I am proud to see medical cannabis legalized in my home state of Connecticut. The path to compassion was not an easy one – the bill’s passage in the Senate was contentious. The vote came only after over 10 hours of debate, about 9 of which were entirely taken up by Senator Toni Boucher (R-143rd District), who made no one but Strom Thurmond’s ghost happy with her marathon filibuster attempt, which was filled with “reefer madness” scare tactics, misinformation, and easily contradicted statistics. None of her 48(!) proposed amendments passed, the handful that were brought up were soundly rejected.
May 5, 2012 was a long day for me. Several friends, fellow advocates and I were home watching CT-N starting at 4pm sharp, when the Senate debate on the bill was supposed to begin (it officially began around 4:20pm, interestingly enough). It soon became clear that it would not be what time will the bill receive a vote, but what day. The first person to speak was the Judiciary Committee Chair, Sen. Eric Coleman (D-Hartford/Bloomfield/Windsor). The second was Deputy Minority Leader John Kissel (R-7th District). Both men heartily approved of the bill, making well known the positive implications of the bill far outweighed the negatives, and how the bill was about helping sick people, not turning healthy people sick.
I and a few other UConn students (and many, many more patients and safe access advocates) went and spoke in favor of this bill during the Judiciary Committee hearing this past March, and Coleman and Kissel were quick to vocalize their understanding of the challenges facing patients and their loved ones. Several other members of the committee spoke up in admirable and passionate support of the bill throughout the day, but Senators Kissel and Coleman engaged patients, including myself, in a way that I hope all patients experience when testifying at a committee hearing. I appreciate what they and others (Representative Fox-D, Rep Bacchiochi-R, and more) have done to aid their constituents more than they will ever know, and I will not soon forget it.

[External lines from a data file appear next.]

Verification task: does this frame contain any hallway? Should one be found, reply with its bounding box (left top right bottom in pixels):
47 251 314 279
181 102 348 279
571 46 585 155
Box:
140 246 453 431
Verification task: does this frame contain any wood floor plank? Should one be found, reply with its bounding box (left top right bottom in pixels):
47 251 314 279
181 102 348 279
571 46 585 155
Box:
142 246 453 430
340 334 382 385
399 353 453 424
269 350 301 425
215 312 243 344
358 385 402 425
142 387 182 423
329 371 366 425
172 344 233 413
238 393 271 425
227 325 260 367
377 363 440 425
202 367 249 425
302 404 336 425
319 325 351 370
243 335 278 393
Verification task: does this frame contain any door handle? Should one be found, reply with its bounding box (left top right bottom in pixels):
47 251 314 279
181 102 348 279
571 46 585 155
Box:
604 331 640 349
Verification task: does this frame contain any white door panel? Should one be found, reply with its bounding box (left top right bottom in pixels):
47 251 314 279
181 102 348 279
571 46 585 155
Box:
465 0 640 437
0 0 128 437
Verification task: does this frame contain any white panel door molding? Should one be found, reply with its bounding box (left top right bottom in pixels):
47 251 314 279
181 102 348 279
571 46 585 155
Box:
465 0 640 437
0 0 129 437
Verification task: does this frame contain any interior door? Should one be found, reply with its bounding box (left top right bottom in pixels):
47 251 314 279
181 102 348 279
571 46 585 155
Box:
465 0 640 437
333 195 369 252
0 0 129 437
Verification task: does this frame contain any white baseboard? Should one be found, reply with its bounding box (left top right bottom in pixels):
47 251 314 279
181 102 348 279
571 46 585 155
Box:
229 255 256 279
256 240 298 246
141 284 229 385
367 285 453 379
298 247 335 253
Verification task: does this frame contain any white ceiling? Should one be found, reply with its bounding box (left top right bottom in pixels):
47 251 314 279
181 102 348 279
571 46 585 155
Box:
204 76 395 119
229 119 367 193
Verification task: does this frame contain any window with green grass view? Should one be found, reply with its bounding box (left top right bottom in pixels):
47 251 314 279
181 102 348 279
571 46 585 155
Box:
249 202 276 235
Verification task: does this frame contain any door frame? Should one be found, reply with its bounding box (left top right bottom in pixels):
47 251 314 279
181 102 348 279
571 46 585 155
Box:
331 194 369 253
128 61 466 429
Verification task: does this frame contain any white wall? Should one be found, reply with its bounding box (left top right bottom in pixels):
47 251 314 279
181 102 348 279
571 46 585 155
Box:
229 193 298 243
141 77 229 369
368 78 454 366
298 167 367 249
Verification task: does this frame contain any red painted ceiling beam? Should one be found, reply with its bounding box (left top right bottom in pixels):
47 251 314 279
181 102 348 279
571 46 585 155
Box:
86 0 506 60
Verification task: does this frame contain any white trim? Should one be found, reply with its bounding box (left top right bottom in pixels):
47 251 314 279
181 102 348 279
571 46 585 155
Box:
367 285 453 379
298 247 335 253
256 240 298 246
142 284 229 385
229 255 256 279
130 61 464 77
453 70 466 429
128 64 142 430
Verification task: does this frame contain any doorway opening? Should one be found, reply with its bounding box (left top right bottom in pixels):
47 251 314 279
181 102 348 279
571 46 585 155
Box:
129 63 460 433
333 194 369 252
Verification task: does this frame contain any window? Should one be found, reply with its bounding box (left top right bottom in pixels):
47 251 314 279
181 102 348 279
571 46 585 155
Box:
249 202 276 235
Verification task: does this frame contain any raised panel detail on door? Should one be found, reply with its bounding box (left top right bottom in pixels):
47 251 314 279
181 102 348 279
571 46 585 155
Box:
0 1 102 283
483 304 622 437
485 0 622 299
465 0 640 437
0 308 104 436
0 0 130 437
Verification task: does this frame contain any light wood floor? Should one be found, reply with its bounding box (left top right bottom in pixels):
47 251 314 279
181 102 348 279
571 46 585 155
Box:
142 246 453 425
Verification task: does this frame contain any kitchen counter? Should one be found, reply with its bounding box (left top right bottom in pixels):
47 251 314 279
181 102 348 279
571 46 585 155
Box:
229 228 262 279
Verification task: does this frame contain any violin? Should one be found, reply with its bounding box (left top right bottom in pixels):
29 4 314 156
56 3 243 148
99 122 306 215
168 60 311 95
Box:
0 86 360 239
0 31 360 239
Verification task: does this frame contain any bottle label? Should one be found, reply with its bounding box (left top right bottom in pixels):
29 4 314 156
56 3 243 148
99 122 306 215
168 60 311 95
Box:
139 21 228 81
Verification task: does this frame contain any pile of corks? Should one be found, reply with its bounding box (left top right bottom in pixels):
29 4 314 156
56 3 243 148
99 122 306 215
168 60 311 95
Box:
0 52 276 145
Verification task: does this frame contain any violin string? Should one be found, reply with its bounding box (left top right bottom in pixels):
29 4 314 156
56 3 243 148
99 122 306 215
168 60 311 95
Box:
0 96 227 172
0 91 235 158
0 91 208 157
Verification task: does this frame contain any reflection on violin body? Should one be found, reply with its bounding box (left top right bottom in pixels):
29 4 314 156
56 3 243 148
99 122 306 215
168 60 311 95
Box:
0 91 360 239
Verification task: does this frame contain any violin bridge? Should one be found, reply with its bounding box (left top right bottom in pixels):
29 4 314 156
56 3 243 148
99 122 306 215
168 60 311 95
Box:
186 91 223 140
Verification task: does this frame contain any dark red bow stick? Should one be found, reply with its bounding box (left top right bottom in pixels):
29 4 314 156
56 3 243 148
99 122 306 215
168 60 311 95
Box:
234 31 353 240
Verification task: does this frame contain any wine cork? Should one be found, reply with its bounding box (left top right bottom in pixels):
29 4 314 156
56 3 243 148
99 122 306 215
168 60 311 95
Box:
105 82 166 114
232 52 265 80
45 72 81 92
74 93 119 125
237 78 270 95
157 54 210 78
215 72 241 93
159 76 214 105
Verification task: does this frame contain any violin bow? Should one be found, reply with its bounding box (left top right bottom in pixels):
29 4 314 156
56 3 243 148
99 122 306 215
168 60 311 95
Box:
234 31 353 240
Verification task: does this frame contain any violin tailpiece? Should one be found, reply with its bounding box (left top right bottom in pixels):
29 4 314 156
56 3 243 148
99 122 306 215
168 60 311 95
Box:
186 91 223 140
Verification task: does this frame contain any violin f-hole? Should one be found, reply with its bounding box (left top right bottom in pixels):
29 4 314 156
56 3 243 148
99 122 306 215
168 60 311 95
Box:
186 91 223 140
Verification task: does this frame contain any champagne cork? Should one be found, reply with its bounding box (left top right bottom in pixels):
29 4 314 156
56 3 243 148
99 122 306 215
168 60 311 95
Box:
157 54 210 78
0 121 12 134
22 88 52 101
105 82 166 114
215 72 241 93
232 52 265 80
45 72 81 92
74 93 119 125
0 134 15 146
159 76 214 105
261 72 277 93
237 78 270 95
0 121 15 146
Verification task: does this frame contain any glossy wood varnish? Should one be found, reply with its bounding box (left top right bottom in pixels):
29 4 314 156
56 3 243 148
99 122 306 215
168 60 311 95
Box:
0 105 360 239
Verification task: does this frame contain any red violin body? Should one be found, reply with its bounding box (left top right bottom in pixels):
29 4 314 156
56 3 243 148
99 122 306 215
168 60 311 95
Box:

This Medicine Really Works Better Than Other Options
Living with a chronic disease, as I have lived with Crohn’s disease for nearly my entire life, is no cakewalk. It ranks as the most difficult thing I’ve had to overcome in my life, and the pain and stress has been nothing but exacerbated by doctor after doctor, treatment after treatment, pill after prescribed pill (including dangerous opiates), all doing very little to help in the end to ease my symptoms. Cannabis brings back my appetite, relieves swelling and pain, regulates my sleep schedule, and provides a welcome respite from the stress all these maladies plus a typical contemporary college life have bestowed upon me. Is the bill perfect? No. Does cannabis absolutely cure my illness? No. Is the passage of this bill, and the subsequent freedom of CHOICE that myself and my doctors may now exercise to use medicine that truly helps a step in the right direction? The answer is a loud and unparalleled yes!
This is, in a nutshell, what I told the judiciary committee late that night in the Capitol. I can’t speak for all of them, but they, as legislators spoke for us with their votes. The senate and house were somewhat divided, but the law is now clear: Medical cannabis is coming to Connecticut. Chronic pain, watch your back!
A Great Step Forward, But Improvements Are Necessary
Senator Boucher did manage to say one thing I’ll concede to her when she boasted, “I could go on about this forever”, which she said no less than four times over her 9-hour sprint-to-nowhere. It feels very surreal and unfortunate to know far more about cannabis than some of the legislators who are legislating our safe access to medical cannabis. It feels even stranger to see legislators deciding medical worth in any capacity, but thankfully my state was fortunate to have legislators pass a medical law.
This good fortune is not absolute, however, and improvements to the bill will need to be made. Patients should be able to grow their own medicine, children under 18 should not have to suffer when medical cannabis therapy is appropriate for them and parents grant informed consent, privacy and civil protections for patients should be improved, overly cautious regulations on dispensaries ought to be relaxed, and many more conditions should be permitted. But if recent legislation is any indication of the future, we may be headed in such a promising direction.
Sal Sodaro is a student at the University of Connecticut.